Over 1000 Migrants Break Out of Southern Mexico Detention Center

Published May 2, 2019

Migrants Break out of Southern Mexico Detention Center

More than a thousand migrants broke out of a detention center in southern Mexico on the evening of April 25, freeing themselves from captivity in a prison for people caught traveling across the arbitrary borders of nation-states.

More than half of the roughly 1,300 migrants later were re-captured and sent to the Siglo XXI prison in the border city of Tapachula in Chiapas state, but about 600 have successfully evaded police and border enforcement.

Migrants from Cuba, who make up the majority of the people being held at the center, were allegedly involved in the breakout.
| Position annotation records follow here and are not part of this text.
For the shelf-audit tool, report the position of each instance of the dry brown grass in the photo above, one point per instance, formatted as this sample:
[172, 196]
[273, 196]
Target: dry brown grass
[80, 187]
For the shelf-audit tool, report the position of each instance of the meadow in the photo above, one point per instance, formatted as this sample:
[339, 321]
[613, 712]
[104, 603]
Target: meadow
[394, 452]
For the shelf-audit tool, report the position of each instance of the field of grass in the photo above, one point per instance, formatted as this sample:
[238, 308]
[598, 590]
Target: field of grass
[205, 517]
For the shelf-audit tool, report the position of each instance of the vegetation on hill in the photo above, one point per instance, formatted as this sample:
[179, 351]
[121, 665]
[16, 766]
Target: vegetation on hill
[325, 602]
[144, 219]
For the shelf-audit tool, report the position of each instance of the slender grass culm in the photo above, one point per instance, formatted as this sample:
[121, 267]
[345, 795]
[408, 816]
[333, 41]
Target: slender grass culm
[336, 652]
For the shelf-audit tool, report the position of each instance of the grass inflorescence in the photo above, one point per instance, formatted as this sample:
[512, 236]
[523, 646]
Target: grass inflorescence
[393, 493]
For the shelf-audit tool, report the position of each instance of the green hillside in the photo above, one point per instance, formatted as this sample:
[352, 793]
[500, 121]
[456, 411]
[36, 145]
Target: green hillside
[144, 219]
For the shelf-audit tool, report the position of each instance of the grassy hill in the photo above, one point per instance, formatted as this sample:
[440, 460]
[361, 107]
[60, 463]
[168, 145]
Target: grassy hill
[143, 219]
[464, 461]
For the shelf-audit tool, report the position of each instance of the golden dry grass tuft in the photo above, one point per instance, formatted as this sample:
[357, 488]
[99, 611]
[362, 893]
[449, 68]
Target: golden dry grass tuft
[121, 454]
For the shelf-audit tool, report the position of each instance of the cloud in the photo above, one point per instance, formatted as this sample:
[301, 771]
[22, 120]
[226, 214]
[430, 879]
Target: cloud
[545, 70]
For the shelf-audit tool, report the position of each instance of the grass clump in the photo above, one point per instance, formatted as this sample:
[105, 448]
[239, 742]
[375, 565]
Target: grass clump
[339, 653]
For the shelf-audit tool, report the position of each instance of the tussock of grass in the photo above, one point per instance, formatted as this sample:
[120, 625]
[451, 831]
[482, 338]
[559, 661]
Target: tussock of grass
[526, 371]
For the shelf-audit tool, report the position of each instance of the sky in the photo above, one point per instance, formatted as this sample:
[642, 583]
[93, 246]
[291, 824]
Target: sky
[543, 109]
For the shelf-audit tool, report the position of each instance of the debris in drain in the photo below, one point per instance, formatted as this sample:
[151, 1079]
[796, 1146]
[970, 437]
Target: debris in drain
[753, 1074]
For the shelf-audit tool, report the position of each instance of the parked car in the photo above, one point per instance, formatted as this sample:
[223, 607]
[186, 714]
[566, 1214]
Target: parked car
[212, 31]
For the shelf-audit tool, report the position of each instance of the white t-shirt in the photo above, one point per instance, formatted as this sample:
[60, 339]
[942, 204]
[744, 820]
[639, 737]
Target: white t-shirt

Haitians and Central Americans were also among those who fled the prison, which has been crammed with people.

Bowing to pressure from the regime of the far-right wing U.S. President Donald Trump, Mexico has returned 15,000 migrants in the past 30 days, thus demonstrating the hollowness of the “progressive” rhetoric by Mexican president Obrador.
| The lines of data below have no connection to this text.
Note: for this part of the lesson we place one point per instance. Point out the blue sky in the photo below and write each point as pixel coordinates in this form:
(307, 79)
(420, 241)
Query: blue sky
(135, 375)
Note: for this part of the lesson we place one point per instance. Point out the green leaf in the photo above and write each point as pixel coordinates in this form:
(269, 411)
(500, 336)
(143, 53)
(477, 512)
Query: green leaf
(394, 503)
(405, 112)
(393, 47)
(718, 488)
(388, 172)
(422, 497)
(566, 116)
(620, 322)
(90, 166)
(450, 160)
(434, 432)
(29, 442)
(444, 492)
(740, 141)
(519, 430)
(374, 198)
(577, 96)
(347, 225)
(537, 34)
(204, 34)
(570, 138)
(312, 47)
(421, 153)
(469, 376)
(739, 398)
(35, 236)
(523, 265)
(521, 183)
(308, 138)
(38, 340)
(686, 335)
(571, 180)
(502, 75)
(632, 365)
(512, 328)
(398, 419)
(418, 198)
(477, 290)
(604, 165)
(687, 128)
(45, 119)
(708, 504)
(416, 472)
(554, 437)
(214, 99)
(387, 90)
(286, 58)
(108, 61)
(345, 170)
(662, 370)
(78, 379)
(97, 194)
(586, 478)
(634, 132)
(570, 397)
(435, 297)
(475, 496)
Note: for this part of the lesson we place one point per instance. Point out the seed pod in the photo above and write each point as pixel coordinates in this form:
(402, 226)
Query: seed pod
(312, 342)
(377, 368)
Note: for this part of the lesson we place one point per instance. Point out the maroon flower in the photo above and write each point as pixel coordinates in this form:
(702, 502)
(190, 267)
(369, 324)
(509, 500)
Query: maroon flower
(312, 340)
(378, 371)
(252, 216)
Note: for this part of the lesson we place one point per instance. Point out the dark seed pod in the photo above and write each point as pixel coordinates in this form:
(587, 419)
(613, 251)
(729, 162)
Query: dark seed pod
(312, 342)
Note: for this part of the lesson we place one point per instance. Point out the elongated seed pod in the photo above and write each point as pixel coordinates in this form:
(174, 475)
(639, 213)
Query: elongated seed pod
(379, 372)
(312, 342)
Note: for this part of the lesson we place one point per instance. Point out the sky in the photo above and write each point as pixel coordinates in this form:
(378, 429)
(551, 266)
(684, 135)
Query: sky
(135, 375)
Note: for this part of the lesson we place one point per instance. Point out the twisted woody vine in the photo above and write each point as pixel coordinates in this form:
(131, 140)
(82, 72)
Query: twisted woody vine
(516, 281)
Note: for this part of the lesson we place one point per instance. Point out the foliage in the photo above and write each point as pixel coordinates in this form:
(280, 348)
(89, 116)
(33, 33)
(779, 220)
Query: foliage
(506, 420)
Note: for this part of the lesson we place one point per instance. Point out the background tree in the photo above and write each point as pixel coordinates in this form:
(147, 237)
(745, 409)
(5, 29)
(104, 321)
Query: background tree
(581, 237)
On Wednesday, the belligerent Trump reiterated threats to close part of the U.S.-Mexico border if Mexico doesn’t block what he described as a new caravan of migrants headed north.
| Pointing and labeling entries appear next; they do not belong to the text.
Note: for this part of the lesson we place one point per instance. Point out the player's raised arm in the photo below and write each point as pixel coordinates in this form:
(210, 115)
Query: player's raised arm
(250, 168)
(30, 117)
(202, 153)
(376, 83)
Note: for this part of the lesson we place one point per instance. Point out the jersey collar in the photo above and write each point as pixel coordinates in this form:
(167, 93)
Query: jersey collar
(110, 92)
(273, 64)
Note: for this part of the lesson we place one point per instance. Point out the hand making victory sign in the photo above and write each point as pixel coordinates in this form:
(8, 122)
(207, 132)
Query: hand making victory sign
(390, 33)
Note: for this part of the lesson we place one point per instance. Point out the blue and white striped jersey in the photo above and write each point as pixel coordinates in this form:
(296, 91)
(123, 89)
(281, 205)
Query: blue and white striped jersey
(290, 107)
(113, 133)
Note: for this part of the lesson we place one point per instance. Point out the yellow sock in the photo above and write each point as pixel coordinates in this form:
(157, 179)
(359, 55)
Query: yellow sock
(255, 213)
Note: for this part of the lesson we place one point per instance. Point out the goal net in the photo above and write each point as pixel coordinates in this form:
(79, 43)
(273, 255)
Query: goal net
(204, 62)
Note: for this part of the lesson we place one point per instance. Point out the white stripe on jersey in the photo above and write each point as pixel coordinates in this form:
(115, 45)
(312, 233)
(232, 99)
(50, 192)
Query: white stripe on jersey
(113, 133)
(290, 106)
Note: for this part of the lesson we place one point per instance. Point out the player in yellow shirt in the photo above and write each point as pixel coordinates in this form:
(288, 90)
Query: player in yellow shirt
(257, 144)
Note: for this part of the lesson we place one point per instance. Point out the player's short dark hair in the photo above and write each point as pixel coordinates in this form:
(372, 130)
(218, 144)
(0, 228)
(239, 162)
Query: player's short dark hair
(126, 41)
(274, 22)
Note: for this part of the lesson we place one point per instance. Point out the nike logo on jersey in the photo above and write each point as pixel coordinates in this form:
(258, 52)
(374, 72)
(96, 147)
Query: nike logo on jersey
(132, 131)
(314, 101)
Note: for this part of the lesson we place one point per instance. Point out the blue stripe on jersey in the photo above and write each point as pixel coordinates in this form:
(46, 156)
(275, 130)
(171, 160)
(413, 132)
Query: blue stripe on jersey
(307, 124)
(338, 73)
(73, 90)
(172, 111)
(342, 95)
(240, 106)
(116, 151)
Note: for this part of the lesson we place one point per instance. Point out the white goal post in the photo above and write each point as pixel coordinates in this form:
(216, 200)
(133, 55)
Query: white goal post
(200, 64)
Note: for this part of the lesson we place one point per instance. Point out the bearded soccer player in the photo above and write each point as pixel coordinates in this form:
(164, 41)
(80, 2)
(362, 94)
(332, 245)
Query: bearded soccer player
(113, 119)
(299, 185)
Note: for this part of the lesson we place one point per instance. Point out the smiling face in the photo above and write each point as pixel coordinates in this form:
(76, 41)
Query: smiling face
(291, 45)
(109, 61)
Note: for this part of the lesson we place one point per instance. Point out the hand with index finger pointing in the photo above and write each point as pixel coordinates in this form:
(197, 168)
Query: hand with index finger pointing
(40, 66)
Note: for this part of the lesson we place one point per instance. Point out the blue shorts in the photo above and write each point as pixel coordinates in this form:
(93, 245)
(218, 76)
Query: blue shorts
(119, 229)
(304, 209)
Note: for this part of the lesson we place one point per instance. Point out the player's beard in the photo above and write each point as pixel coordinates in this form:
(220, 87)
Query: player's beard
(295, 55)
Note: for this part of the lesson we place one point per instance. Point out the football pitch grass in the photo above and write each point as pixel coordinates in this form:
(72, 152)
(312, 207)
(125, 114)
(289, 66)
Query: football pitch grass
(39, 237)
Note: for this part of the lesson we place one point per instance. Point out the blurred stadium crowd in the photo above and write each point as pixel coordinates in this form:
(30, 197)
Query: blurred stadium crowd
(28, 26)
The majority of migrants moving through Mexico are from Guatemala, Honduras and El Salvador, but Cubans are also joining in large numbers.

As Trump intensifies his racist attacks on immigrants in the U.S., revolutionaries on both sides of the U.S.-Mexico border will act in solidarity with migrants fleeing captivity and in opposition to the fascist ICE agents and other border enforcement officials.